2.3. Construction of Calibration Set and Validation Set

2.3.1. K/S Algorithm

The K/S algorithm [31] can provide the best expression of the difference between samples and select more representative samples. The K/S algorithm was used to select the sample set, and the steps were as follows: (1) The Euclidean distance between the two samples was calculated, and the two samples with the largest distance were selected for the calibration set. (2) The distance between each remaining sample and the selected calibration set was calculated, and the two farthest and nearest samples were determined and selected for the calibration set. (3) Step (2) was repeated until the number of the selected calibration samples was equal to the predetermined number. (4) The remaining samples were the samples of the validation set.

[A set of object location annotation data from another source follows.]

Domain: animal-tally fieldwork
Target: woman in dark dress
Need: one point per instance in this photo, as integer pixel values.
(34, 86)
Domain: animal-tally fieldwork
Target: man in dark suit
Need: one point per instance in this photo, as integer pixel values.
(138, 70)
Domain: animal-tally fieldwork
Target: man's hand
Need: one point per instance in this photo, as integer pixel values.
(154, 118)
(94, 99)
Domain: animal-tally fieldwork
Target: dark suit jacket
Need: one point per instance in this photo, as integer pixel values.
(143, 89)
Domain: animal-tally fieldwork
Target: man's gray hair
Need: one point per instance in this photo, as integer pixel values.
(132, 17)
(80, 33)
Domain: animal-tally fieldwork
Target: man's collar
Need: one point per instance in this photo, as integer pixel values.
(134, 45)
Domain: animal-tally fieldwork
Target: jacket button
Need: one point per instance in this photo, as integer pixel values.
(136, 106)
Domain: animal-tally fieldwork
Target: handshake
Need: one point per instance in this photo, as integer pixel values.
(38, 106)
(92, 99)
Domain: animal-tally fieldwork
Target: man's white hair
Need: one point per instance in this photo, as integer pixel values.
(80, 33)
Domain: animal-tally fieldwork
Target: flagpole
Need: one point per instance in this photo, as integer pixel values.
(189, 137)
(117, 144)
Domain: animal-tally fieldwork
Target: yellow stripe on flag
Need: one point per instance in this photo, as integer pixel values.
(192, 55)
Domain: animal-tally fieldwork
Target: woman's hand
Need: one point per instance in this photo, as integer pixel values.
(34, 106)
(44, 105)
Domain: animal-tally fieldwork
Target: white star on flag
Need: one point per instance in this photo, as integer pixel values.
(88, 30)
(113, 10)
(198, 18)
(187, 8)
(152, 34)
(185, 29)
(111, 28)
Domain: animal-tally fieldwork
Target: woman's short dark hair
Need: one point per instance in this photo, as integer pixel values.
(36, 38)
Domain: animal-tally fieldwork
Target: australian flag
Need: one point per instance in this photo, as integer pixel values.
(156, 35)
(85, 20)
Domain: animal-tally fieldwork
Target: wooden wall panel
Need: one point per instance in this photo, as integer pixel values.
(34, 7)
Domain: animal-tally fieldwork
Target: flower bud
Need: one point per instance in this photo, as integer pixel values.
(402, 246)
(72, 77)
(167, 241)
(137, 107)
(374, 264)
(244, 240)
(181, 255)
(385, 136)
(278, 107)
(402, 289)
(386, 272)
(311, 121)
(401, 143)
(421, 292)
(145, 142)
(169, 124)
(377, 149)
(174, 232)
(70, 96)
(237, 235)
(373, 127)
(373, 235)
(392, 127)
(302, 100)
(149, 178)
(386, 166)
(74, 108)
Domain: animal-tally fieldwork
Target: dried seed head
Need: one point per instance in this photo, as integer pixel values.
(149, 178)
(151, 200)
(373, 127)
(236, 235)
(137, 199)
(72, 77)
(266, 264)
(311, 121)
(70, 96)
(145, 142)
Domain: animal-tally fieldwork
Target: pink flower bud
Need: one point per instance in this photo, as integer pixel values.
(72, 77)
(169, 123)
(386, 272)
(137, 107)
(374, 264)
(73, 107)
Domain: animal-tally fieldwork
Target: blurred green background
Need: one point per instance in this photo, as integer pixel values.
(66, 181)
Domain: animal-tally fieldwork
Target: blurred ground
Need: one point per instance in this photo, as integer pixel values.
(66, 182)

2.3.2. Specific Construction of Calibration Set and Validation Set

The calibration set and verification set were constructed by the K/S algorithm with a ratio of 6:4 for the spectral data of gear oil, diesel oil, gasoline oil, general oil, and hydraulic oil samples. The specific sample distribution is listed in Table 1, and the statistical distribution of MIR spectral data of samples in the calibration set and prediction set is listed in Table 2.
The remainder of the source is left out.